There are abundant theories from the spiritual to the neurological that try to explain why we have these moods, how our energy can dry up and the rain comes. 

Normally, none of this is really a problem.  Can you imagine the yawn fest of living in a world where everybody was chipper all of the time?  The problem comes, when the mood does not improve after a reasonable period.  The problem comes, when the depression is creating its own problems and is disrupting the course of your life.  The problem comes when you feel that you are “missing” your own life. 

What are the symptoms of Depression?

Depression alters the way in which we view the world and ourselves in it. Depression can affect sleep and appetite, negatively alter self-perception, infect our work and undermine our relationships.  Depression paints the sufferer’s world gray.  I call it wearing depression goggles.  Much like beer goggles, when you see the world through this lens it FEELS real, but it is not reality.

Depression causes you to withdraw from friends and family.  The things you tell yourself (about avoiding people) are (1) you don’t have the energy (2) “they don’t really like you” (3) you won’t enjoy it (4) there is no point.  Except for the physical manifestation of fatigue, the other three items are all the deceits of the disease, the depression goggles.  Depression sustains itself.  For example, you don’t answer the phone for the reasons listed above, therefore you become isolated.  By not answering their calls, you train people to stop calling you and you become more isolated.  You think and feel that nobody cares, you check your call records (or lack of) and decide, it’s true based on circumstantial evidence.    

That’s the bad news…here is the great news…

Depression is very treatable.  Therapy, exercise and nutrition are all powerful medicine used to treat depression, especially if used together.  If pharmaceutical treatments are employed – their efficacy is greatly enhanced when used in concert with the aforementioned non-pharmaceutical treatments.

What Can I do to Help My Depression?

Some people accept these mood changes and easily discuss, “being in a funk” or “having a blue period.”  Other people are less accepting. Self-judgement can be pretty counter-productive for the person already in a depressed mood.  If you are depressed, be gentle with yourself, but there are things you can do that will make it better.

1)    Get some sunshine

Roll up your sleeves, take off you sunglasses and soak in some sun.  Don’t do that thing where you say, if 15 minutes is great 3 hours will be AWESOME!  No.  Just 15 minutes or so, ideally before 10 am or after 3 pm to avoid the most intense UV.   

2)    Get some exercise

Go out for a walk, ideally outside, but wherever you can is better than nothing.  If you are athletic and want to really workout, then by all means DO IT.  Depression can leave the dedicated athlete with no motivation, so don’t tell yourself that it won’t work unless your at 80% of VO2 max.  I don’t know what any of that means, so apologies if it is nonsense.  A 15-30 minute walk is sufficient, the trick is to get it done.  Keep your expectations for yourself reasonable and set yourself up for success.
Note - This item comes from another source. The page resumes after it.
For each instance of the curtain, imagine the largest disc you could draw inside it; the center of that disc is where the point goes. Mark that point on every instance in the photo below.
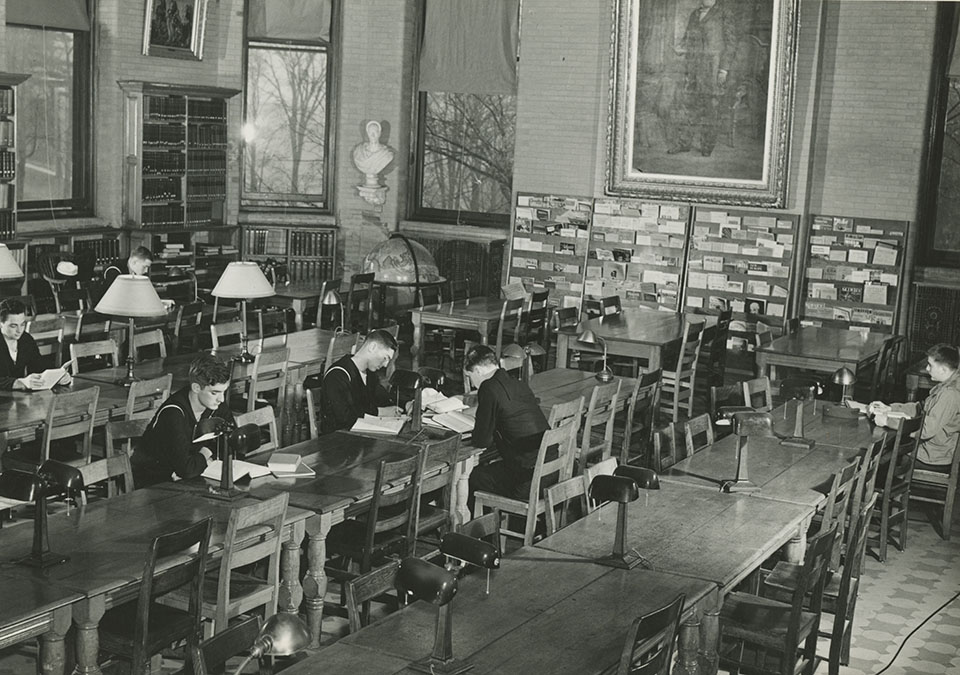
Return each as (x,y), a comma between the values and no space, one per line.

3)    Think about nutrition

Have you lost your appetite?  Are you eating anything that is not nailed down?  Nutrition is key to mental health, but without getting to fancy, use your sense. Eat balanced meals, eat your fruit and vegetables, get nutrient dense calories.  Get plenty of healthy fat.

4)    Get connected

Pick up the phone.  Volunteer.  Accept invitations.  Commit to do at least one socially engaged thing per week.  Do not wait to you feel like doing it, just do it.

5)    Sleep

Depression can cause both sleeplessness and too much sleeping.  Try to avoid these extremes, use sleep hygiene techniques to promote sleep and try not to indulge the urge to remain sleeping beyond what is normal for you.

6)    Call for help. There is no one answer for everyone.  Talking to a trained therapist can help you understand yourself, your experience, and discover the methods that work for you.